Additional training was a joke--after teaching for a year, we had a 6 hour course on something...don't even remember. But New York State did require that I become a certified private school teacher or some such title. The company I worked for handled all the paper work, all I did was provide them with my background work experience and attend above mentioned class.
I loved teaching for the most part...it was a little difficult because the company I was working for were a bunch of money grubbers and would admit anyone who had a few bucks (or they could approve a loan for), including those who spoke no more than 10 words of English, a few who had active drug problems, those who had failed their GED test quite a few times. But for each 20 student class, you have a good 2-5 who were
really serious about learning and advancing their careers (these are the ones you come to work for...they challenge you with their questions, eat up what you teach, do above and beyond what's asked, show up on time every day, appreciate your job...), and a majority who are just going because they're sick of working at Taco Bell or living with mom and dad and see this as a way to do
something. Then like I said, you have some bad apples or those who are just impossible to teach.
The pay was $20 to start and I taught nights-6p-10p with 45 total minutes of break time, mon-thurs.

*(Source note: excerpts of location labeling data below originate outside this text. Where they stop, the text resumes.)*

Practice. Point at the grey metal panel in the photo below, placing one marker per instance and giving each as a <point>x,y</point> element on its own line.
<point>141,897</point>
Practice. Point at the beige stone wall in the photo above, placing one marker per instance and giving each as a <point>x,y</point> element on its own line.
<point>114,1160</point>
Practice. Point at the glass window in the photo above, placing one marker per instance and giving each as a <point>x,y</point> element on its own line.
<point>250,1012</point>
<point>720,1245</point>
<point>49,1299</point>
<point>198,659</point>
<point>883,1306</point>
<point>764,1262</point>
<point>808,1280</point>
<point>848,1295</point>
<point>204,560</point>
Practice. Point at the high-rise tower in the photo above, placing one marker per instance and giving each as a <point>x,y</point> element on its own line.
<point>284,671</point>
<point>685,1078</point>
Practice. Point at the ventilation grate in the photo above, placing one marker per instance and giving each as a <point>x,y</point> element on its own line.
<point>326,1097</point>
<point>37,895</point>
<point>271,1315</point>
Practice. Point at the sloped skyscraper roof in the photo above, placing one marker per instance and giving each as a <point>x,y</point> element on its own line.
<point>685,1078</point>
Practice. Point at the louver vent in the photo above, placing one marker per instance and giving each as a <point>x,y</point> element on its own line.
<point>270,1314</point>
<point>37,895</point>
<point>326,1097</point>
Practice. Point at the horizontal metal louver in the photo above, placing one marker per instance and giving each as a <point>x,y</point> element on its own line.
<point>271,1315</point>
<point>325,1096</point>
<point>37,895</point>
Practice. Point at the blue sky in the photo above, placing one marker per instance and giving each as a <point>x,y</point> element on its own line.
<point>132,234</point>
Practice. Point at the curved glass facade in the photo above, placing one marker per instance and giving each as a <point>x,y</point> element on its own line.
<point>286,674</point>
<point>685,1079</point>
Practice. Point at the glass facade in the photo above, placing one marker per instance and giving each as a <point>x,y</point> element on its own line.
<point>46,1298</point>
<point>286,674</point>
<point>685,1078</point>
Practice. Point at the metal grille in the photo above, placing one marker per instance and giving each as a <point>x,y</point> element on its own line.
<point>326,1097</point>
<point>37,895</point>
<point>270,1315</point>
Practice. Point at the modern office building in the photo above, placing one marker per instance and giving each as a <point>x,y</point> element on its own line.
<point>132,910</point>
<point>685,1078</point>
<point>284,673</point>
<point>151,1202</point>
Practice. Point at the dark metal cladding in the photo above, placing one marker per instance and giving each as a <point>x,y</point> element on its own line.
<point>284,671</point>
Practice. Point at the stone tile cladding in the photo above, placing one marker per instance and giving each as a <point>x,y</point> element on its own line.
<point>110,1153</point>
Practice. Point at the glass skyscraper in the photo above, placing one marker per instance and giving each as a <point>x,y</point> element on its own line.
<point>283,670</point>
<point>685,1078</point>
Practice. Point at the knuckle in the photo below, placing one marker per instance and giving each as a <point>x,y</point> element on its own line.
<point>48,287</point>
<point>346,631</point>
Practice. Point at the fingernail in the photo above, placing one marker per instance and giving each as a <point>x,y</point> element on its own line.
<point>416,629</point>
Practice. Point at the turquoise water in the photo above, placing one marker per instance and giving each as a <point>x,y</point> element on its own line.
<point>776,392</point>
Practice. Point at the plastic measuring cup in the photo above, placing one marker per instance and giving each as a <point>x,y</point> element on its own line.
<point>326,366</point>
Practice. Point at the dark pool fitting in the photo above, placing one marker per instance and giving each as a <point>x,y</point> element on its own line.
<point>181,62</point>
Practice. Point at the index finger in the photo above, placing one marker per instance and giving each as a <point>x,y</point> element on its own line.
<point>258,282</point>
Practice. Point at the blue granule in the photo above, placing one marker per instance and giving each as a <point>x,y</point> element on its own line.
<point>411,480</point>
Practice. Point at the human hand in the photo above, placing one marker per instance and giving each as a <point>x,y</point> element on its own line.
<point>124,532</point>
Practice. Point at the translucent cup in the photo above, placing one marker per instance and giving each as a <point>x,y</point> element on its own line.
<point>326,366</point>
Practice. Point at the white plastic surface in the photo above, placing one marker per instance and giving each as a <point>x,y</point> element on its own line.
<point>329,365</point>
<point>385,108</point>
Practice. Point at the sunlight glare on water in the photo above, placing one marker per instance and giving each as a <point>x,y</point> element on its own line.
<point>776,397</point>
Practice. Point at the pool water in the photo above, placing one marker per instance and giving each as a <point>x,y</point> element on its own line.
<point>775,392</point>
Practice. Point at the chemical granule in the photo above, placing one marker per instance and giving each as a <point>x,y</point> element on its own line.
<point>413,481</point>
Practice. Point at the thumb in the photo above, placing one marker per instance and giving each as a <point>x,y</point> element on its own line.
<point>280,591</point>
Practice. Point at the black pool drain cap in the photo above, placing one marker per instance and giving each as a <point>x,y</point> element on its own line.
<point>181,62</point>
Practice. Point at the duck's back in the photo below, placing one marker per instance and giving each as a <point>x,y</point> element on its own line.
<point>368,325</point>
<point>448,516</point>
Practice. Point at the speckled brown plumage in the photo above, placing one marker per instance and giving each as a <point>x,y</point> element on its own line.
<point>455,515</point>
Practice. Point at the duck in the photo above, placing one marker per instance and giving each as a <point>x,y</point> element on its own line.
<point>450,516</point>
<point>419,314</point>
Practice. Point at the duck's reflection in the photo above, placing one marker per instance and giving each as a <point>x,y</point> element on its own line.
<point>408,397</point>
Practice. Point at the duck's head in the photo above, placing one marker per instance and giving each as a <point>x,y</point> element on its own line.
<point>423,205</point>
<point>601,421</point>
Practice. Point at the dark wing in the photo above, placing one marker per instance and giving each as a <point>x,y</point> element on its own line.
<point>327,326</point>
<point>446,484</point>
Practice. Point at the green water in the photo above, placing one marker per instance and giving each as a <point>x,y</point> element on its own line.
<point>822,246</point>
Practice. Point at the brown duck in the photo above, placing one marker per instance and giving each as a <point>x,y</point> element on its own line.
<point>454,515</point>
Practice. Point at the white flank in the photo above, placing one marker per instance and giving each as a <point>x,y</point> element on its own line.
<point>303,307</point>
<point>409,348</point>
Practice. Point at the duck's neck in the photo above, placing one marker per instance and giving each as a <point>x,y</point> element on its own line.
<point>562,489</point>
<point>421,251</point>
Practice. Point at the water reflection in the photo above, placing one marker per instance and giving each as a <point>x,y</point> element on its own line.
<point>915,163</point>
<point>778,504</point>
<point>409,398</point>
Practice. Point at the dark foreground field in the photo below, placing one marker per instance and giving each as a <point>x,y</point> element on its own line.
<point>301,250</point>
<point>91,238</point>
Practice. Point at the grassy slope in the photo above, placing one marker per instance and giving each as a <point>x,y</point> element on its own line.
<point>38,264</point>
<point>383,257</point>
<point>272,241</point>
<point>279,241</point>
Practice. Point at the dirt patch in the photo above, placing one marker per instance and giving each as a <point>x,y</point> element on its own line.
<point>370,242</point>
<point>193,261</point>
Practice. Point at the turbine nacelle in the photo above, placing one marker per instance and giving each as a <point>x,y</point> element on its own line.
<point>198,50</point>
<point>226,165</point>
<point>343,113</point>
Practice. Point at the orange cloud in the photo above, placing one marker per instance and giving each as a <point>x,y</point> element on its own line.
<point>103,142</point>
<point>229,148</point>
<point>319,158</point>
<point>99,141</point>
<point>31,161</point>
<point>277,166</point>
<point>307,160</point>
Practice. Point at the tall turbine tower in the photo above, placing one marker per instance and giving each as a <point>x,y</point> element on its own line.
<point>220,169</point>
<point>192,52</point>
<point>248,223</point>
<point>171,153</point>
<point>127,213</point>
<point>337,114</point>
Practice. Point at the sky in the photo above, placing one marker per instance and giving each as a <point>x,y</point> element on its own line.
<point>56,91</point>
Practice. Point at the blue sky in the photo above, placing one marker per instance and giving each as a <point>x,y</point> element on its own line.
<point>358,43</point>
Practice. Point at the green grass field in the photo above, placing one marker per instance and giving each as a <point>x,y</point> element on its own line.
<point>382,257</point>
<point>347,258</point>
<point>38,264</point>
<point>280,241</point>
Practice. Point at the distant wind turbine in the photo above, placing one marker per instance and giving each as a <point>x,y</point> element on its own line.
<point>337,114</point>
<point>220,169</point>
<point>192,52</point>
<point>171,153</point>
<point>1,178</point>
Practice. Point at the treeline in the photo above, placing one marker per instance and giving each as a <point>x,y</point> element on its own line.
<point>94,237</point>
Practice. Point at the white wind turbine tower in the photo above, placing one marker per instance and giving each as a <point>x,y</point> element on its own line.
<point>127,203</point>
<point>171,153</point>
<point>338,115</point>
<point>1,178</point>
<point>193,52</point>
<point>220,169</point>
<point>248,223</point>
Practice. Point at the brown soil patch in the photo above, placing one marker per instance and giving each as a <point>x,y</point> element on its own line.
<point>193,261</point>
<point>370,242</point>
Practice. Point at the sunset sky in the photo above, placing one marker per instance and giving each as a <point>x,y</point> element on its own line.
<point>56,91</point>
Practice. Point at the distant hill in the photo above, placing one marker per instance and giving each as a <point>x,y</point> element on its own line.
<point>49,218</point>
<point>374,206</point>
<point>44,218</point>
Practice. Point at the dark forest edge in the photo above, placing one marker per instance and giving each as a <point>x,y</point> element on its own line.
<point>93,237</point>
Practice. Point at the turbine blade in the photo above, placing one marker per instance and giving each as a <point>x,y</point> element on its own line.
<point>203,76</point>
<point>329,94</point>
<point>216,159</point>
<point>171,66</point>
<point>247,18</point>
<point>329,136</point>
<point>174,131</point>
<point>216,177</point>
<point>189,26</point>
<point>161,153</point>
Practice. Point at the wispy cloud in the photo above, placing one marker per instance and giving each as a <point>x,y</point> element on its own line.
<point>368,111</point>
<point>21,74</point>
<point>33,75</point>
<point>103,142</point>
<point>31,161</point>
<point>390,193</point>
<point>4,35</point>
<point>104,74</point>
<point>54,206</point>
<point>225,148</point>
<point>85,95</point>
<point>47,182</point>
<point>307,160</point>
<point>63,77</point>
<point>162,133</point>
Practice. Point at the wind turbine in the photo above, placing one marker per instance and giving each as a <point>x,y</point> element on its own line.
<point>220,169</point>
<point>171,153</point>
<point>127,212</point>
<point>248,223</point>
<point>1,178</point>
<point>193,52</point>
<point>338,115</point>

I also had the opportunity to get extra money subbing for day classes once per diem and coming in an hour early for students who needed to make up hours.
You just have to keep up on the records-submitting grades on time, keeping track of papers and tests, making up tests and projects, attendance records, all that jazz. And you can't play favorites...no matter how fair a person you are, it's so hard not to, when you have one student who comes in 15 minutes late, didn't do her homework, leaves every 45 min to smoke, gets a 30 on the test and refuses to go to any study sessions or listen to why she got questions wrong...then you have another student who gets there before you do to familiarize herself with the anatomy models, who offers to tudor the previous student during her meal break, who gets a 96 and wants to know why--takes notes when you explain it and gets it right the 1st time..who busts her butt even though she's a single mother with a hard past...
I ramble, lol. It was a job I liked, and hated sometimes, and I kinda miss it. I'm an RN now with no time to teach, but I do plan on teaching once I get my masters (CNM).